Metalspoit, on the other hand, “is the preferred exploitation framework for our testers”, Wood admits. “It’s a brilliant tool”, but he warns that outside the hands of ethical hackers, a tool like Metasploit has the potential for profound misuse. “If you're not careful, it's like giving a kid with some ability an automatic rifle.”

Tod Beardsley, the aforementioned Metasploit guru from Rapid7, says the platform is widely used by pen testers and hobbyists to educate themselves, and admits that “it’s good for both attackers and defenders”. He is also keen to acknowledge the role virtualization has played in allowing security professionals to test their skills without breaking the law. “Attacker research, like Metasploit, helps out defenders way more than it helps out the attackers.”

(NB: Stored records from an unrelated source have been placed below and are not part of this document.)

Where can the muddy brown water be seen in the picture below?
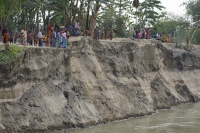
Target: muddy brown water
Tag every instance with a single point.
(181, 119)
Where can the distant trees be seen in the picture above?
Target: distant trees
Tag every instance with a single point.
(148, 12)
(117, 14)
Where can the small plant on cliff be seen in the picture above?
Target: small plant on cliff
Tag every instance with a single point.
(12, 55)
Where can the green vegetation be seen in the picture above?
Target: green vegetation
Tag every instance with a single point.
(13, 53)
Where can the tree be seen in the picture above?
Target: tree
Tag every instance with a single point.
(148, 12)
(192, 8)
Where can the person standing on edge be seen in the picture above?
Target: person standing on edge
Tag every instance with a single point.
(77, 24)
(58, 34)
(5, 39)
(54, 38)
(111, 34)
(64, 39)
(106, 33)
(134, 33)
(147, 33)
(40, 36)
(25, 36)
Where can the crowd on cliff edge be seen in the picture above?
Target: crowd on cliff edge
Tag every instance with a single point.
(145, 34)
(57, 36)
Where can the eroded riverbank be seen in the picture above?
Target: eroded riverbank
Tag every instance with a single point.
(94, 82)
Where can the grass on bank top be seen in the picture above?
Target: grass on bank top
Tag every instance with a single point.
(12, 54)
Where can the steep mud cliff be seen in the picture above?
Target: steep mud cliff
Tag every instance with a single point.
(94, 82)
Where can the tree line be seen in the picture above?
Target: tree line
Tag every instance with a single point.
(120, 15)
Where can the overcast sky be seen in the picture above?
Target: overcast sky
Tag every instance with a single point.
(173, 6)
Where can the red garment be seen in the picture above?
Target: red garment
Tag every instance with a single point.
(5, 38)
(147, 33)
(49, 28)
(4, 31)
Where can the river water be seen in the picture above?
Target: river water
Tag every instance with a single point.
(181, 119)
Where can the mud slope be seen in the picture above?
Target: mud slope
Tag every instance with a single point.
(94, 82)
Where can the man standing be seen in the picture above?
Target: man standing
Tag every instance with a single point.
(5, 39)
(40, 36)
(25, 36)
(54, 38)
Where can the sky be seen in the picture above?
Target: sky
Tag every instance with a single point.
(173, 6)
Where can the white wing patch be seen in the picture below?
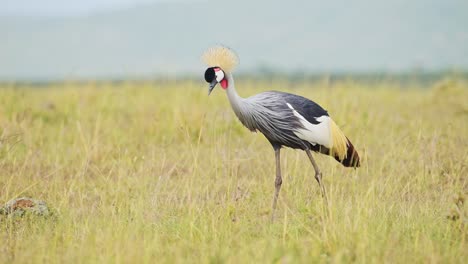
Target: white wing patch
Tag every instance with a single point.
(315, 134)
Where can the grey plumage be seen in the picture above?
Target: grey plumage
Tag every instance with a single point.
(286, 120)
(268, 113)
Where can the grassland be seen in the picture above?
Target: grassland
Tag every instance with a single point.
(160, 172)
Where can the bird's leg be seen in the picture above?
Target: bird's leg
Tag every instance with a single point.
(318, 176)
(278, 181)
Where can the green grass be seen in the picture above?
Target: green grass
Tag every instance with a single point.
(162, 172)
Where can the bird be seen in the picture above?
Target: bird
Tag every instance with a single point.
(285, 119)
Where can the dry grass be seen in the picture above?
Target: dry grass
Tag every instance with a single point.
(161, 172)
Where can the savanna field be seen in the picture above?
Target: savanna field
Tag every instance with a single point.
(159, 172)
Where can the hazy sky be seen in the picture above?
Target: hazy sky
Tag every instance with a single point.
(67, 7)
(99, 38)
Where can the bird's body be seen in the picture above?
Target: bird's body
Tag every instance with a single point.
(293, 121)
(284, 119)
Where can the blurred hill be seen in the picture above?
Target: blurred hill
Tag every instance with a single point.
(167, 39)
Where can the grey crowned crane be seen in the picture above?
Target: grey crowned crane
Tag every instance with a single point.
(285, 119)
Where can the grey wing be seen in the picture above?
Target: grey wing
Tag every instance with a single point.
(272, 116)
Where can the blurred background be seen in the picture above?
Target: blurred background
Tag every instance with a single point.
(148, 39)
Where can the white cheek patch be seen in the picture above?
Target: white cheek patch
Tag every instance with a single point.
(219, 75)
(315, 134)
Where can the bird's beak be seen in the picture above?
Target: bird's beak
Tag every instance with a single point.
(212, 86)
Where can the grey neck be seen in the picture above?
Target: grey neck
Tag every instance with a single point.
(235, 100)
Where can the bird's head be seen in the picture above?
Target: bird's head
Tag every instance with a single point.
(221, 61)
(215, 75)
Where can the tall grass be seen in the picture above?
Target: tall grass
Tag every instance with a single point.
(164, 173)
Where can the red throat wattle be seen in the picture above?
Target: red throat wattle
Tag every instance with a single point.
(224, 84)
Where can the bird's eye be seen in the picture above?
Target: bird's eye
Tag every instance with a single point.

How so, I ask. “Metasploit has a vaccination effect”, Beardsley asserts, in that patches are created as a result of what goes into the platform. “There’s a symbiotic relationship – you can’t do defense research without knowing a bit of offense.”

Wood, who previously cautioned about the use of Metasploit in the hands of a misguided individual, is quick to point out that if it didn’t exist, other such tools would fill the void. “If Metasploit was not available, then criminals would simply use something else offered on the black market”, he says. At least, in this case, “it still allows security professionals a low-cost venue to do research and educate themselves on available exploits.”

So, while there are automated tools, the likes of which I used in my crash course on hacking, it appears without the proper foundational experience – whether formal or informal – they are simply turnkeys in the hands of a mostly unremarkable foe. It’s easy to teach someone how to hack, but it’s another thing entirely to be a hacker – and to think like one.